NBC Sports Group Chairman Dick Ebersol during a news conference at the offices of the National Hockey League, in New York. (April 19, 2011) Credit: AP

Dick Ebersol, one of the most powerful, visible figures in sports media, abruptly resigned Thursday as chairman of NBC Sports Group, immediately prompting speculation about the network's future as home of the Olympics.

Ebersol decided to leave after he was unable to reach a contract agreement with Comcast, the network's corporate overseer since early this year, even after the company increased his domain to include its cable sports networks.

With the IOC prepared to receive bids from NBC, ESPN and Fox early next month for the 2014 and '16 Olympics, NBC would appear to be in a weakened position. Ebersol has strong ties to the IOC.

But the IOC has been assured the network intends to bid as planned. The question is how high it will go. Comcast has a reputation for being careful with its money, and NBC lost more than $200 million on the 2010 Winter Games in Vancouver.

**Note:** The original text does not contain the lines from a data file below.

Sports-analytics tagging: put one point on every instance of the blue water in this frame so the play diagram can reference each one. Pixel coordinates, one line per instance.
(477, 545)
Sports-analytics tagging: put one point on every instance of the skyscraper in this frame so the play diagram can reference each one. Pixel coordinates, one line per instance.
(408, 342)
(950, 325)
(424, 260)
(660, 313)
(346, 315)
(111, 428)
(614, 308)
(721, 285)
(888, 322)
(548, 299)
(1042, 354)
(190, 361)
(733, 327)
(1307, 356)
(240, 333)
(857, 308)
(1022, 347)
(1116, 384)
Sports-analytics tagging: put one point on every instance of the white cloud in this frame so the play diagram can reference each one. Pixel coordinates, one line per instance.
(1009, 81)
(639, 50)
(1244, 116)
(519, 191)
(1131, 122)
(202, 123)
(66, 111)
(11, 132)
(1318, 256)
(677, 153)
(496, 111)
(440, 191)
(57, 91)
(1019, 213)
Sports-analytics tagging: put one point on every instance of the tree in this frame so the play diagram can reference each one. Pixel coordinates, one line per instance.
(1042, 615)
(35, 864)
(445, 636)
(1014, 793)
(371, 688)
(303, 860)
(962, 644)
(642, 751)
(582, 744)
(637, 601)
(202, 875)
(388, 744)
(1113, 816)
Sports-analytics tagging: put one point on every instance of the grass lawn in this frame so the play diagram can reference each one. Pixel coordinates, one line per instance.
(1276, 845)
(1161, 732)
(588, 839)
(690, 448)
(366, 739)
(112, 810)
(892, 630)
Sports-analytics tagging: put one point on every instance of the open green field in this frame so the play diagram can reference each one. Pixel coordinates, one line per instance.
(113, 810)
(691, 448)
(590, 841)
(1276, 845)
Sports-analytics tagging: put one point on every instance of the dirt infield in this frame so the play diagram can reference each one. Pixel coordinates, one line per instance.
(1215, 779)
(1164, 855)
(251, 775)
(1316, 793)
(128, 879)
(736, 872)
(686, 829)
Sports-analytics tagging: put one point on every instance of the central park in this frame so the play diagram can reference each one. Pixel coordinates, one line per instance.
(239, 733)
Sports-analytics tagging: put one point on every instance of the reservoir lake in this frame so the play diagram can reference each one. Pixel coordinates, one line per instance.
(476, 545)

NBC will carry the London Games next summer, without Ebersol. "I think it'll be fun once I get past thinking, 'I would've done that differently,' " he told The Associated Press.

Ebersol, 63, has been the top executive at NBC Sports since 1989, the latest stop in an eclectic career that included helping develop "Saturday Night Live" in the mid-1970s.

"I had a long run and loved every bit of it," he said, adding, "I've worn the five [Olympics] rings on the inside of my heart as much as anybody."

Mark Lazarus, president of NBC Sports Cable Group, was named to succeed him.

Ebersol has been associated with the Olympics since he dropped out of Yale in 1967 to work for ABC's Roone Arledge as a researcher.

Unlike most top sports television executives, who largely are unknown to fans, Ebersol long has been a celebrity himself. He has been married to actress Susan Saint James since 1981 and has not been shy about taking on competitors with verbal salvos, most recently in a book about ESPN due out Tuesday.

In 2004, Ebersol's 14-year-old son, Teddy, was killed in the crash of a private jet in Colorado. Ebersol was seriously injured but soon was back at work negotiating the NFL's return to NBC.